Coroutine 1 Coroutine 2 Coroutine 3 Coroutine 4
Wait on event      
  Wait on event    
    Set event  
waiting coroutines
      Wait on event
      Continues executing
Continues executing      
  Continues executing    

This is the case where there is a line of people waiting to get into the building, and once the doors are unlocked, some latecomer just runs through the open door, past all the people who had been waiting in line. We could try to fix this by making newly-waiting coroutines check both whether the event is set and whether the previous waiters are still being released. If so, then append the current coroutine to the end of the list of coroutines being woken. (This is the coroutine version of sending the latecomer to the back of the line.)

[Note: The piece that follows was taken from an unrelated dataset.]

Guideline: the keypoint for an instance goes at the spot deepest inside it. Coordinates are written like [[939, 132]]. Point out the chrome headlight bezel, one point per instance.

However, we won’t do that, because it introduces extra complexity, leads to convoys, and this type of unfairness is probably not entirely unexpected.

All of our implementations resume the coroutines sequentially. This can be a problem if one of the coroutines resumes and begins doing long-running work, since it will starve out the other coroutines awaiting resumption. We can fix this by queueing all the resumptions to the thread pool. We should still queue them in FIFO order so that they are more likely to be resumed in that order.

Which ties into the next observation: The resumption of the coroutines happens on an arbitrary thread. The way we’ve been coding it up, the resumption occurs on the thread that signals the event. If we queue resumptions to the thread pool, then they run on a thread pool thread. Callers need to be aware that the co_await can change thread contexts.

And then there’s the matter of abandonment. If a coroutine is destroyed while waiting for the event, we corrupt the linked list. Should we have the awaiter’s destructor unlink itself from the event’s linked list at destruction?

After thinking about this problem for a while, I eventually convinced myself that we do not need to defend against this, or at least don’t need to try very hard.

A coroutine can be destroyed only when it is in the suspended state. Therefore, in principle, a caller could destroy the coroutine while it is suspended, waiting for the event to be signaled. However, the caller would have no way of knowing whether it is safe to do so, because immediately before the caller decides to destroy the coroutine, another coroutine might have signaled the event, thereby resuming the about-to-be-destroyed coroutine.

The only way the caller can be sure that destroying the coroutine is safe is if they also control the event and can ensure that the event is definitely not signaled. This means that we don’t have to defend against the case where a coroutine is destroyed at the same time that an event is being signaled, which is a good thing because that race condition also turns into a race condition in our bookkeeping.

We’ll start generalizing this solution to other types of synchronization objects, and I’ll remember to include abandonment in that generalization.

Bonus chatter: Lewis Baker’s excellent coroutine library doesn’t deal with the case where an awaiting coroutine is destroyed while suspended. So maybe I’m being a bit too paranoid about this?